Private region price reduction: 2 weeks of grid growth but still early days

Strawberry Lake; Inara Pey, July 2018, on FlickrStrawberry Lakeblog post

It’s been two weeks since Linden Lab introduced the new pricing structure for private regions, and as Tyche Shepherd reports, her Grid Survey shows the grid has experienced its second consecutive week of net private region growth since the change came into effect.

In the week immediately following the introduction of the new pricing structure (Monday July 2nd through Sunday July 8th), the SL grid saw a net increase of 34 private regions, while in the week Monday July 9th through Sunday July 15th, the net increase was 35 private regions.

As Tyche indicates, these increases have helped slow the overall rate of private region attrition to just 0.3% – a net loss of 52 private regions between January 1st, 2018 and July 15th, 2018. By comparison, some 326 private regions were lost to the grid between January 1st and July 16th, 2017 (with an overall net loss of 667 private regions through the entire year).

The two weeks following the private reduction pricing changes have seen net increases in the number of regions on the grid. However, it’s still too early to call this a trend or draw significant conclusions. Credit: Tyche Shepherd

So, have regions losses turned a corner as a result of the price change?
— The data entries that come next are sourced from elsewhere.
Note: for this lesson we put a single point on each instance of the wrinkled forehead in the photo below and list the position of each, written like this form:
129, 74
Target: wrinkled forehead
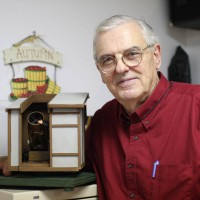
118, 39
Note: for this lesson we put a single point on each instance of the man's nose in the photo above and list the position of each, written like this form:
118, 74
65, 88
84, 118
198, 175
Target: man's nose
121, 67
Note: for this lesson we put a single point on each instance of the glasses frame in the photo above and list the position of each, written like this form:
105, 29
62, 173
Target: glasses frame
122, 58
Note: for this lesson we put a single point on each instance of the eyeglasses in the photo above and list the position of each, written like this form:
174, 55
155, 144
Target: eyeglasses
130, 57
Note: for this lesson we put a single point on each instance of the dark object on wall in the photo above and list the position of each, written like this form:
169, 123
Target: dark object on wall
179, 68
185, 13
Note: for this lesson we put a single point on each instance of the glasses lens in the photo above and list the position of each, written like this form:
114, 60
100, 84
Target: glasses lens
107, 64
132, 57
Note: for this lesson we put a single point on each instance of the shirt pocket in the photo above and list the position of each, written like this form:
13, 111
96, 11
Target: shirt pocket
172, 182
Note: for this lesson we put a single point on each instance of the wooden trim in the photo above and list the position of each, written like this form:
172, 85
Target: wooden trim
79, 140
20, 138
9, 138
67, 106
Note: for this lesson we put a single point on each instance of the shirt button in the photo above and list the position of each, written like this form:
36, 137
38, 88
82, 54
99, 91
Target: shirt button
135, 137
130, 165
132, 195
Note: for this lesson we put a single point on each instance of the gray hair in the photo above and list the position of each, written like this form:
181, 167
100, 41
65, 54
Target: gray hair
149, 36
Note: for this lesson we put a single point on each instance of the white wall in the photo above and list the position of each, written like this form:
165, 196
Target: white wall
68, 25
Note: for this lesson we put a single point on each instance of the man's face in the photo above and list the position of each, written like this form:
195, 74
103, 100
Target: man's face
129, 83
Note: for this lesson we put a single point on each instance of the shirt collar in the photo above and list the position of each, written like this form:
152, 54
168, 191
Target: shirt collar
144, 112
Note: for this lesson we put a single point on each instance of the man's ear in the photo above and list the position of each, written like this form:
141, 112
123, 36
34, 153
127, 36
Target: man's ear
157, 56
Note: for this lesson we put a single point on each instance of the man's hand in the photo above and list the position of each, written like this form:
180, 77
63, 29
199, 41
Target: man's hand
4, 166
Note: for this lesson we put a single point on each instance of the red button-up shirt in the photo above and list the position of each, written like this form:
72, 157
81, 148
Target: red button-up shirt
123, 151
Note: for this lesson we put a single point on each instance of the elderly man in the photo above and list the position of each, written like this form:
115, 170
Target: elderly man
145, 143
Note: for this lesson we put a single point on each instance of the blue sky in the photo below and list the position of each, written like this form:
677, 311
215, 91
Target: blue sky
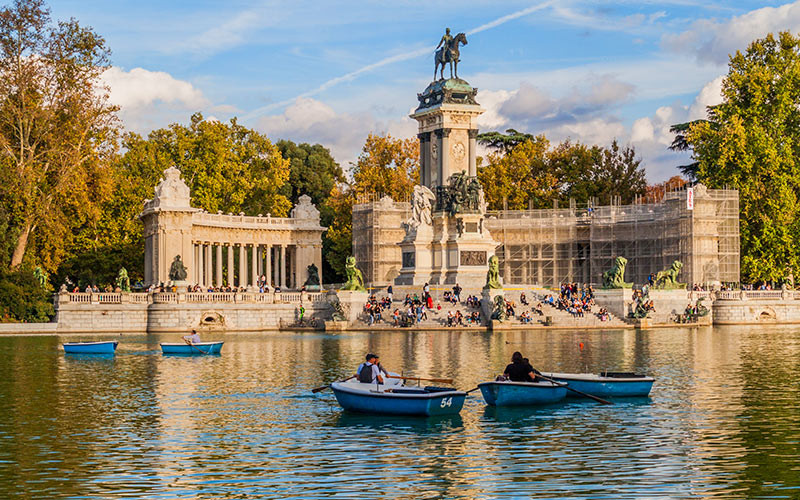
333, 71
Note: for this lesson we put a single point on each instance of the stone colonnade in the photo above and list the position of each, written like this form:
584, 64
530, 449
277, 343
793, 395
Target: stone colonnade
226, 249
242, 264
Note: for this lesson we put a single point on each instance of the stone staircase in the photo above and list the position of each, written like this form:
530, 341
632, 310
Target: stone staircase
563, 318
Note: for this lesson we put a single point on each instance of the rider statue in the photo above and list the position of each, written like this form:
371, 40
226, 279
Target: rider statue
446, 42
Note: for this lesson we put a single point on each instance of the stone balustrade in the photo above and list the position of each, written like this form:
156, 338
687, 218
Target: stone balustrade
190, 297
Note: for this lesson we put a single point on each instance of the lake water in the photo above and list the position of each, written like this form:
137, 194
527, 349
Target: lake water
722, 420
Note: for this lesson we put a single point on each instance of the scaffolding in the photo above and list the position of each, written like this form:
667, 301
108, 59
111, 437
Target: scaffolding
549, 247
553, 246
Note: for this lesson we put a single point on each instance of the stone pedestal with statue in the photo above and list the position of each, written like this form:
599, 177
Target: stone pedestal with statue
446, 240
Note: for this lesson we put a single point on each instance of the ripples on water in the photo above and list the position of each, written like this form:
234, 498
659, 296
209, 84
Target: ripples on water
722, 420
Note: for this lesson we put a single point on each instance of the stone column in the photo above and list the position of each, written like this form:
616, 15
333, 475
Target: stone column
424, 163
209, 268
444, 155
218, 281
197, 264
473, 147
254, 271
230, 264
283, 268
268, 270
242, 266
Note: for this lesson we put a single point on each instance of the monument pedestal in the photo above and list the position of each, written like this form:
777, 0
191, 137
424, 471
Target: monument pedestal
454, 249
488, 296
352, 303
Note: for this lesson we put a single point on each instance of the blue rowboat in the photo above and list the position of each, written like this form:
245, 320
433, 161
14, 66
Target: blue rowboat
507, 393
198, 348
606, 384
396, 399
90, 347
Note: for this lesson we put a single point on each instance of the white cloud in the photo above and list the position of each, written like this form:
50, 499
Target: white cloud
712, 41
139, 88
710, 95
152, 99
310, 120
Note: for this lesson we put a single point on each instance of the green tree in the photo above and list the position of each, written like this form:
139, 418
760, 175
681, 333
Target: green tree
386, 167
503, 143
57, 130
228, 168
519, 177
312, 171
751, 142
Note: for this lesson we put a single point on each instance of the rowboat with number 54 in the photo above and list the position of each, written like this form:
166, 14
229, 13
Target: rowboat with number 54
394, 398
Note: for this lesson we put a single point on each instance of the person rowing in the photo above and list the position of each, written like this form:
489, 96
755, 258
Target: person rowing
520, 370
371, 371
194, 338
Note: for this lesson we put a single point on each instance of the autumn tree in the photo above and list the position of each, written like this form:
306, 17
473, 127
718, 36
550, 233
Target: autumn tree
57, 129
386, 167
751, 142
312, 171
228, 168
520, 177
655, 193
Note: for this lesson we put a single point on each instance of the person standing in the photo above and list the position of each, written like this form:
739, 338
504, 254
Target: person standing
457, 292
Frankly, it is too soon to tell; two weeks is only two weeks – we need to see how things trend out over a longer period before anything can really be determined. A lot here will depend on how much of the tier reduction land rental businesses pass on to their tenants in order to make private rentals more appealing; something I noted in passing in Looking at the new private region and L$ fees. Plus, a simple count of region growth isn’t the entire story here.

Simply put, the private region pricing restructure will have seen the Lab take a reduction in monthly revenue generation. It’s questionable whether such a modest increase in region numbers, even when coupled with other options for increased revenue generation such as the Mainland price restructuring (with its possible attendant increase in Premium subscriptions) and the US $0.50 increase on L$ purchase transaction fees, has wholly overcome the immediate deficit of the tier rate cut.

Thus, while the uptick in private region count is a positive turn, it is too early to be celebrating. We’ll need another 4-6 weeks before we can start to get a genuine feel for how things are going as a whole. It will also be interesting to see how long new regions entering the grid remain in place or whether we see some rapid comings / goings month-to-month. I’m also curious as to how the restructuring affects the Full / Homestead product ratio on the grid, so will be looking to see if Tyche can provide some updates on this in the coming weeks / months.

In the meantime – and totally off-topic as far as private regions are concerned – I wonder if Tyche has had time to have a bop around Mainland to see how the abandoned land situation there is fairing? As of January 2018, abandoned land stood between 22% and 23% of all Mainland; it would be interesting to see how it now stands, some four months on from the Mainland price restructuring.